Ancak 20'li yaşlarında Paris'te piyano çalarken, ‘‘başkalarının yazdıklarını ömür boyu çalacak bir yapıya sahip olmadığını’’ keşfeder. Zaten gitmeden önce, '62'de, yani lise sondayken, Arena Tiyatrosu için oyun müzikleri yazmıştır. '66'da piyanoyu bırakır; eğitimine de bestecilik, orkestra şefliği, şan üzerinde devam eder. Hafif müziğe yönelir. Yöneldiğinde kulağında babasının ‘‘En güzel şarkı, güzel bir şiir üzerine bestelenir’’ sözü olduğu için şair amcalarının şiirlerini bestelemeye başlar. Bugün artık birer klasik olan İspanyol Meyhanesi, Ayrılanlar İçin, Beyaz Güvercin, Sen Nerdesin, o zamanlar doğar. Henüz 20 yaşındayken...
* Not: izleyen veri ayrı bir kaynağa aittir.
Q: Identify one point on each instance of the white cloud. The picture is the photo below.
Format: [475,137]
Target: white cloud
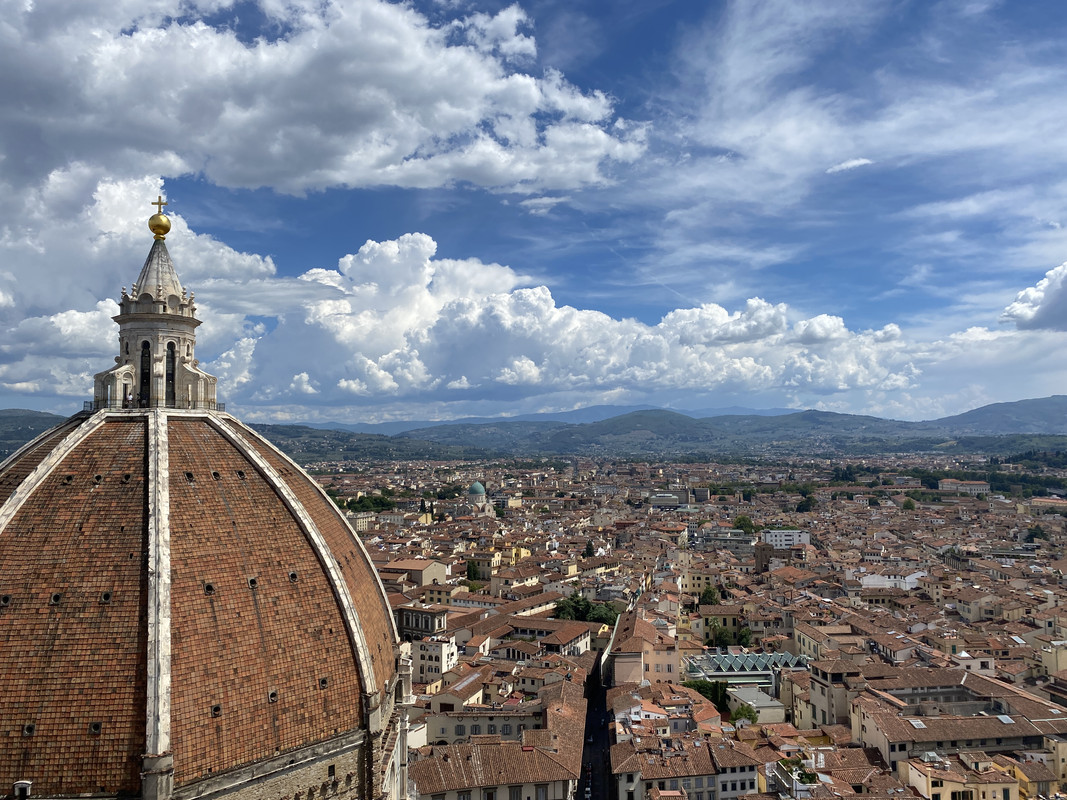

Sonra Attila İlhan, Orhan Veli, Nazım Hikmet gibi şairlere yönelir; 1968 civarında besteledikleri arasında, Hürriyete Doğru, Karantinalı Despina, Memet, Pireli Şarkı, Güneşin Sofrasında Söylenen Türkü vardır. Serde de biraz solculuk... (İşçilerle, işçilerle, işçilerle elele!) Sonra tiyatro girer hayatına. Tiyatro, film müziği, oda müziği, senfonik ve dramatik müzikler, bir bestecinin çeşitli mutfaklarda yapması gereken çalışmalardır. O ise bu konuda önüne çıkan her fırsatı değerlendirir, Nereye Payidar, Sakıncalı Piyade, Küçük Adam Ne Oldu Sana, Rumuz Goncagül gibi oyunların müziklerini yapar. 12 Eylül'de yasaklıyken reklam müziği bile besteler. 'Solcu' şarkıları ve müzikleri nedeniyle sekiz yıl yurtdışına çıkamaz, uzun süre konser veremez ama olsun! Ben devletimi mahkemeye vermem, bana yakışanı yapayım, der. Eurovision'a katılır, kazanır. Dolayısıyla bir pasaportu olur!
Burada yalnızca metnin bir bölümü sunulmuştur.